Art workshops are not just fun informal sessions on learning a craft but it is also one of the great opportunities to impart important lessons on culture. I always advocate the importance of understanding cultural traditions and the many layers that people and communities add to these traditions like fiestas (feast of saints) which may be mistaken as some as fanatical and idolatrous but, for those who observe it, a fiesta is some form of communal celebration and thanksgiving.

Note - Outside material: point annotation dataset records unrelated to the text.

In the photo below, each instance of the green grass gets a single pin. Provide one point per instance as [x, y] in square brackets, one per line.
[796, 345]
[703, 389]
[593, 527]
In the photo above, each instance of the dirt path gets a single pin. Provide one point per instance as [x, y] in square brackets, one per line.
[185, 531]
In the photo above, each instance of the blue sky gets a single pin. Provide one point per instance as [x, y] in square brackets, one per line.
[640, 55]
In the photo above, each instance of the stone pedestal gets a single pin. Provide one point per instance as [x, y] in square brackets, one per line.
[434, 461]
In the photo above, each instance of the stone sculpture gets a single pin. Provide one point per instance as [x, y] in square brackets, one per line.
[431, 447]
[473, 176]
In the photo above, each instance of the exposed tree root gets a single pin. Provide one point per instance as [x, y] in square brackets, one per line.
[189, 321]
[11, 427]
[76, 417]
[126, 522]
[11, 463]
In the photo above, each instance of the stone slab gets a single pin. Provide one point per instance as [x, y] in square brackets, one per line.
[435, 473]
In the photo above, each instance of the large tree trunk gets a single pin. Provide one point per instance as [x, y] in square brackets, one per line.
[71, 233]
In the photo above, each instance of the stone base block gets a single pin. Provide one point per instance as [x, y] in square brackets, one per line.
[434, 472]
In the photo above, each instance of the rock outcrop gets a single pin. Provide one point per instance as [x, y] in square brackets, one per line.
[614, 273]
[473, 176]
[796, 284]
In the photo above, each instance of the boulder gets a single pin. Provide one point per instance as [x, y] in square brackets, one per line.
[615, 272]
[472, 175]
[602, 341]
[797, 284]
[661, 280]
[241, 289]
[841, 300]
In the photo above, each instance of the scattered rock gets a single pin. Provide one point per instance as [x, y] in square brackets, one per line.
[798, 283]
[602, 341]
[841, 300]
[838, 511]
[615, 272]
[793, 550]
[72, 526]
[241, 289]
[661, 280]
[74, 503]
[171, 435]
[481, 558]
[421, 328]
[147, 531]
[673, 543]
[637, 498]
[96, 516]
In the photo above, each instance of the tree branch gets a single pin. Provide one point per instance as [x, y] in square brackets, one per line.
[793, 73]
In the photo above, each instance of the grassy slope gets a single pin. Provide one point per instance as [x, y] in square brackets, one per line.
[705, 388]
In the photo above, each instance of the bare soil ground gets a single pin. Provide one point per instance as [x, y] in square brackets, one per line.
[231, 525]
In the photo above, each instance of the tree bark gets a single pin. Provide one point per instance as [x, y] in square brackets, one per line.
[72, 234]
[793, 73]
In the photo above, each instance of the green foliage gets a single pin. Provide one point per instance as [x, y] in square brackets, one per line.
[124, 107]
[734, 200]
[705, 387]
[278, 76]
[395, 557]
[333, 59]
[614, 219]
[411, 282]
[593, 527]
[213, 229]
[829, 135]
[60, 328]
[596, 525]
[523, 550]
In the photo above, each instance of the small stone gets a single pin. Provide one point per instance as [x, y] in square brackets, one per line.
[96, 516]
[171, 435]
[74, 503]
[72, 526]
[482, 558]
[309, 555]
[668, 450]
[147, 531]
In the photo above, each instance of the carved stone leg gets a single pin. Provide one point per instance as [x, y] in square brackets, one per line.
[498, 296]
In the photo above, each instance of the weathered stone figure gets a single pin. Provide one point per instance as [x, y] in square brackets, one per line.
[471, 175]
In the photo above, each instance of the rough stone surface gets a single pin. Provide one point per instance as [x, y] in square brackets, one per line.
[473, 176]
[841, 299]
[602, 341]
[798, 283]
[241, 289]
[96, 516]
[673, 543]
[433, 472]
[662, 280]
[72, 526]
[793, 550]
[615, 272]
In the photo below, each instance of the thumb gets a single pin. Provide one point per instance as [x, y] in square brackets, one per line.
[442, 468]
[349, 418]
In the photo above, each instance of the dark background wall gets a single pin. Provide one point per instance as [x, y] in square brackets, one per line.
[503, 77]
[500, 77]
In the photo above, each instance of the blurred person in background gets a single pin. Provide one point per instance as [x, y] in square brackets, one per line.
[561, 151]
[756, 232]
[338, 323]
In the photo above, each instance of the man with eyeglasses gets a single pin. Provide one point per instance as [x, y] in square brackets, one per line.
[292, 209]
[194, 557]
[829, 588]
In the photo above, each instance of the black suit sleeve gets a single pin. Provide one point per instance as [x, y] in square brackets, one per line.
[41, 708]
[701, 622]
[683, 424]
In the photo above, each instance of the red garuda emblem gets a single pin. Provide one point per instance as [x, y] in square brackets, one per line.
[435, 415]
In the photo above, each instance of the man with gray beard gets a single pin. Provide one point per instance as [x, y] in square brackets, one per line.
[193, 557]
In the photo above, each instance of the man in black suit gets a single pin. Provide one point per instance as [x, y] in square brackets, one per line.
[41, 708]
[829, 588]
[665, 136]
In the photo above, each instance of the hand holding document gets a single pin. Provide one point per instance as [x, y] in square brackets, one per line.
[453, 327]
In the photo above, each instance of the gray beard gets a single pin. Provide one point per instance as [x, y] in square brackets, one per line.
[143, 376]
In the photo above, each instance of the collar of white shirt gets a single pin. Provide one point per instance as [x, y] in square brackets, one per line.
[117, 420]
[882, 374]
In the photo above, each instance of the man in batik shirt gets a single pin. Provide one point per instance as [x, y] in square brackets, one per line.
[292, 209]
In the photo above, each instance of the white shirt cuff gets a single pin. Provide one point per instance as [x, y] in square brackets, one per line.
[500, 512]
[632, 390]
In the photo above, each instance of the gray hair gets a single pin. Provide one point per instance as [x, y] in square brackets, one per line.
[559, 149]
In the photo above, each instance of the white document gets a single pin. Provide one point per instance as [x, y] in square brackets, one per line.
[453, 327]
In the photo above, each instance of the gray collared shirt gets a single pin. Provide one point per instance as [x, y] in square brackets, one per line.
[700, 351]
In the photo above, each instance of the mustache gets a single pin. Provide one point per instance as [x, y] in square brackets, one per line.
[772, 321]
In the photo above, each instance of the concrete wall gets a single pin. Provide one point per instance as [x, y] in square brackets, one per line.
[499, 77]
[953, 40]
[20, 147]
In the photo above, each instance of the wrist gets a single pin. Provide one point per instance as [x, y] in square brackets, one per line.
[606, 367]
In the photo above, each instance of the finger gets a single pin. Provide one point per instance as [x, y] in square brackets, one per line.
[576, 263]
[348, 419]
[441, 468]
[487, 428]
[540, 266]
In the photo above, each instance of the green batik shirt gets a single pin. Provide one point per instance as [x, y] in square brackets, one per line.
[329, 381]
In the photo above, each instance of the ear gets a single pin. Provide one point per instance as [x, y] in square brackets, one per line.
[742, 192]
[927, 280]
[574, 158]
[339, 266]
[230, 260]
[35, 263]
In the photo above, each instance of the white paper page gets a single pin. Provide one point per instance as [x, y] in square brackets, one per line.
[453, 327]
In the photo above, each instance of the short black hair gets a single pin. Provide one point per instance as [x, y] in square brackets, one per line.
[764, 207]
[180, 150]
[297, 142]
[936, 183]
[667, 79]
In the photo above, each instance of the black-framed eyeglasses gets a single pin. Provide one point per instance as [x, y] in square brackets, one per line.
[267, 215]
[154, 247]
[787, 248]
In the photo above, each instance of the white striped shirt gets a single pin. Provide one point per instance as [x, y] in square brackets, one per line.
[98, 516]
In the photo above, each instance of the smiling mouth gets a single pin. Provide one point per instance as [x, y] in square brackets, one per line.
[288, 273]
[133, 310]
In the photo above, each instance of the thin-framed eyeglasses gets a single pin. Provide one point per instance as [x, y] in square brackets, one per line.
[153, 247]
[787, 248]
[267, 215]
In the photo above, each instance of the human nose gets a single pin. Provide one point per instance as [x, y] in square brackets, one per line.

The terminologies used for anything local as 'inferior' like the local ice cream as 'dirty ice cream' perpetuates this mistaken belief. In a workshop with kids this week I again introduced the yummy sorbetes, the locally made ice cream that uses fruits in season and coconut milk and peddled in a colorful cart is now almost a thing of the past. The ice cream cart vendors I see are big commercial players now plying the streets with built-in commercial jingle on a loop:
Kids can recreate their own version of that local colorful sorbetes cart using the basic geometric guide: make a circle for a wheel, draw rectangle behind it, draw wooden legs and handle, and from there they can now design their very own ice cream on wheels!
Chiara, age 5
Caryn, age 7
And from the CreativeKids studio in Alabang:
. . . my student Sophie, age 6, going through the process with such powerful lines and colors!
Lesson: The local ice cream is not dirty. It is clean and affordable and possibly made by the vendor himself we affectionately call Manong who will not hesitate to share with you how he made that yummy delight only if you'd care to listen . . .
October is Museums and Galleries month. GO and take the time to visit one!